A partir de la rentrée 2008, sont proposés, en ligne, des protocoles d’évaluation, permettant de dresser un bilan des acquis des élèves par disciplines de la grande section de maternelle au CM2. Des évaluations nationales au CE1 et CM2 sont mises en place. Le ministre de l'éducation nationale annonce alors sa volonté, pour la rentrée 2009, de voir les résultats de ces évaluations « rendus publics école par école » (conférence de presse de Xavier Darcos du 11 décembre 2008), ce à quoi s'opposeront les syndicats enseignants et la Fédération des parents d 'élèves (FCPE). En septembre 2008, un livret à destination des familles comprenant les programmes édités par le ministère pour les parents a été distribué dans les écoles. « Les nouveaux programmes sont respectueux de la liberté pédagogique que la loi garantit aux enseignants dans le cadre du projet d’école. Cette liberté réaffirmée va de pair avec une responsabilité accrue car l’efficacité de l’école comme celle de ses maîtres ne se conçoit qu’au regard des progrès réalisés par les élèves » (DGESCO, 2008).

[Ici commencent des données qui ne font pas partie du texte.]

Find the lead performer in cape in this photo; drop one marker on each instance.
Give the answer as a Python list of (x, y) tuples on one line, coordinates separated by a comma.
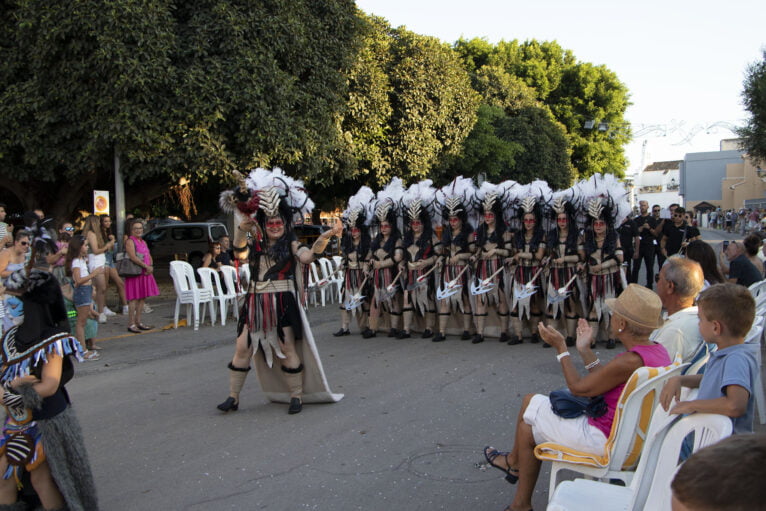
[(273, 329)]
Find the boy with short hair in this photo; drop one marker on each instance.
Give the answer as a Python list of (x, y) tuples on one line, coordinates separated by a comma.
[(726, 313)]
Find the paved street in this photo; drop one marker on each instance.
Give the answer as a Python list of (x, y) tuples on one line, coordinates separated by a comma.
[(408, 435)]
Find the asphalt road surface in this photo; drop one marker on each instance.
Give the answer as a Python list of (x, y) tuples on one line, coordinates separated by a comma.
[(408, 435)]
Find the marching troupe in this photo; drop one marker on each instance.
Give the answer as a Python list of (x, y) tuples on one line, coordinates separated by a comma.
[(493, 260)]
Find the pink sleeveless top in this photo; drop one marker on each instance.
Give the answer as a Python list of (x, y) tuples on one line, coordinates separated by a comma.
[(654, 355)]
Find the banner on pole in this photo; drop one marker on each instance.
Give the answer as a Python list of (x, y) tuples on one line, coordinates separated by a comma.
[(100, 202)]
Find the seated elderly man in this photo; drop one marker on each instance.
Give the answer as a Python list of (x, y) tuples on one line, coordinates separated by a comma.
[(680, 281)]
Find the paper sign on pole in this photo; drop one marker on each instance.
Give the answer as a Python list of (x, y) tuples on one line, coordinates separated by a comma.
[(100, 202)]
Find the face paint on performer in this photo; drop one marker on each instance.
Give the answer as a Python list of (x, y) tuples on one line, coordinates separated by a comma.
[(529, 221), (275, 227)]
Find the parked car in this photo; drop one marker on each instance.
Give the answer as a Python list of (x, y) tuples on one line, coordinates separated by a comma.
[(308, 233), (189, 241)]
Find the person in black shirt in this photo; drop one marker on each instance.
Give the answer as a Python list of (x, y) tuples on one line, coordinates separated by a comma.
[(740, 270), (645, 224), (676, 234), (629, 239)]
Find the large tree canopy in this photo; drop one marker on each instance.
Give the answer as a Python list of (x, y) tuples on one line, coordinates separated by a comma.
[(175, 88), (754, 98), (517, 76)]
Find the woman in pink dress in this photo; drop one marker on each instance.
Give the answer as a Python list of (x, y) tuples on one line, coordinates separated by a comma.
[(140, 287)]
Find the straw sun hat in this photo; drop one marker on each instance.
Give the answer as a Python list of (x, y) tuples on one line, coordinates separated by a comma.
[(638, 305)]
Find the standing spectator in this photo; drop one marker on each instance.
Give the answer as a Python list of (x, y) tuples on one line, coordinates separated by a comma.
[(6, 231), (740, 270), (56, 259), (630, 241), (677, 233), (111, 271), (752, 245), (140, 287), (82, 295), (15, 257), (704, 254), (646, 223), (97, 259)]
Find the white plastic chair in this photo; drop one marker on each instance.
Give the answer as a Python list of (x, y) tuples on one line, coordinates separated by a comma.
[(221, 294), (188, 293), (753, 344), (333, 279), (622, 451), (650, 488)]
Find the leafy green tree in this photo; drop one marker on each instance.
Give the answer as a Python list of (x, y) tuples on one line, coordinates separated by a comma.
[(177, 89), (754, 99)]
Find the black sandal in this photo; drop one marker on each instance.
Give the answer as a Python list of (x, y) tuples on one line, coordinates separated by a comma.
[(490, 454)]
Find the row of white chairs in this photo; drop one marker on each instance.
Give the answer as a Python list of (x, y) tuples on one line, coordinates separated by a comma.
[(211, 291)]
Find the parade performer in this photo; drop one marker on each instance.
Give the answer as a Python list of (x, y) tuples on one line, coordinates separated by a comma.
[(41, 434), (529, 245), (565, 251), (355, 245), (272, 321), (386, 254), (492, 247), (602, 251), (419, 258), (455, 249)]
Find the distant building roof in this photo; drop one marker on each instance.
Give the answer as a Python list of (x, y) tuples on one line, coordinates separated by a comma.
[(663, 166)]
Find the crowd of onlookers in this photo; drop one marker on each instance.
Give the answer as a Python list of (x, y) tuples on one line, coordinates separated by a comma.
[(83, 260)]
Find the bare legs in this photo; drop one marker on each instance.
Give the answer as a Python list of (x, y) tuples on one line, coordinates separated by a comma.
[(522, 458), (42, 482)]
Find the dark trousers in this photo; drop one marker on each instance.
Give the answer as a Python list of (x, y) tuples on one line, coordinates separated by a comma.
[(645, 254), (628, 259)]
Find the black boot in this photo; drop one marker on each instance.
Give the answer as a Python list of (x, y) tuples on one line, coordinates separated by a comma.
[(295, 406), (230, 405)]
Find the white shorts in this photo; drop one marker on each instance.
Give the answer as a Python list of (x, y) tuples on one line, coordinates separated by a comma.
[(96, 261), (549, 427)]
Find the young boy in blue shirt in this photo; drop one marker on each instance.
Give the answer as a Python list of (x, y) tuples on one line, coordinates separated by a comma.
[(726, 313)]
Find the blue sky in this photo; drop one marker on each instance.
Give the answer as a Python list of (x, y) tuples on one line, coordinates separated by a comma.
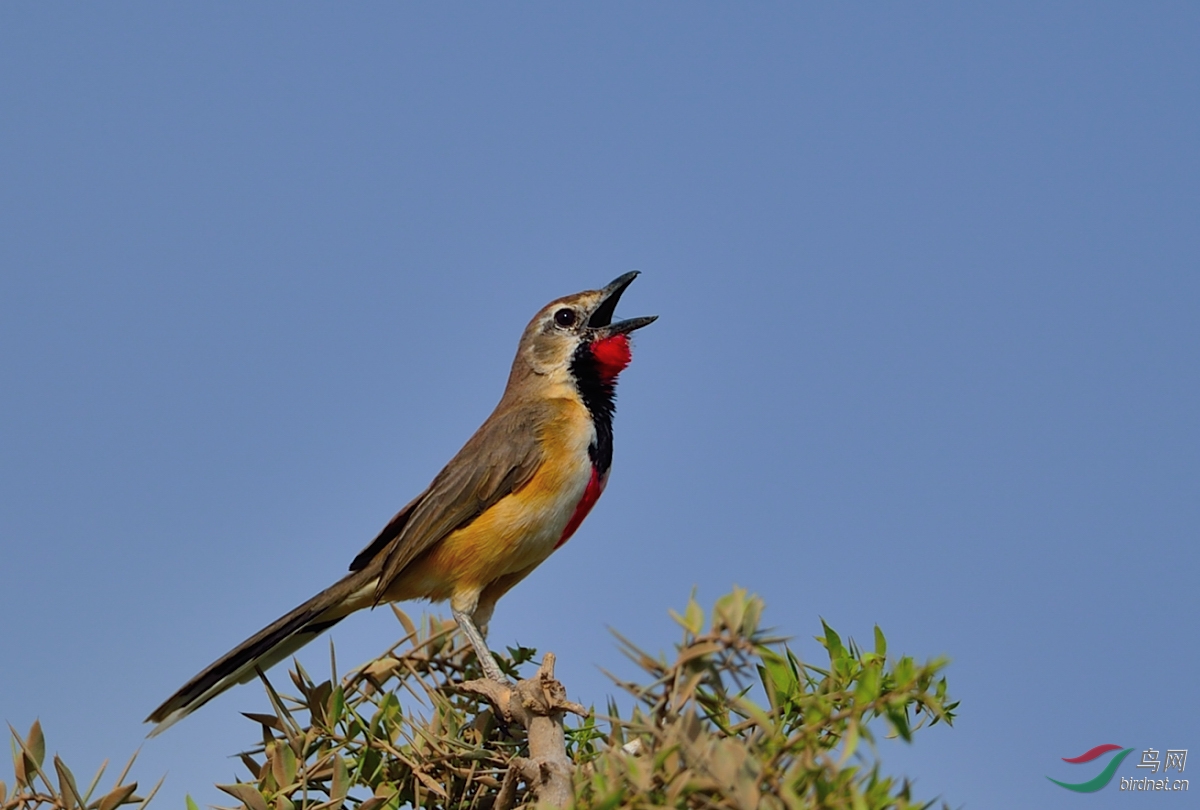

Remarquons enfin, ici, un autre paradoxe concernant l'éducation à l'égalité des sexes : tandis que cette forme scolaire traditionnelle qui demande planification et transposition didactique est mise en avant et prônée au travers des programmes scolaires, l'éducation à l'égalité des sexes, elle, n'est justement ni planifiée dans ces textes, ni transposée didactiquement en terme de contenus. En outre, elle est difficilement évaluable et ne répond pas non plus aux normes d'excellences mises en avant dans les programmes de 2008.

En résumé, les professeur-e-s des écoles se retrouvent face à :

• une commande institutionnelle d'éduquer à l'égalité des sexes qui n'est pas déclinée de manière pragmatique en termes de pistes pédagogiques ou de démarches à mettre en place pour éduquer à l'égalité des sexes ou à la citoyenneté ;

• des textes qui prescrivent et définissent différemment selon les années, les gouvernements et les circulaires ce que pourrait signifier éduquer à l'égalité des sexes ;

• des programmes scolaires, qui, eux, non seulement n'évoquent que très brièvement l'éducation à l'égalité des sexes mais, de surcroît, incitent à une forme scolaire très traditionnelle en tension ou même parfois en contradiction avec les modalités qui pourraient permettre une socialisation démocratique et l'éducation à l'égalité des sexes.

L'analyse ainsi effectuée concernait un encadrement de l'éducation à l'égalité des sexes n'ayant cours que jusqu'à l'année scolaire 2014-2015, période pendant laquelle a eu lieu la Recherche-Action analysée dans cette thèse. Mais nous nous sommes également interrogée, rétrospectivement à cette Recherche-Action, sur une éventuelle évolution de l'accompagnement institutionnel de l'éducation à l'égalité des sexes depuis 2015.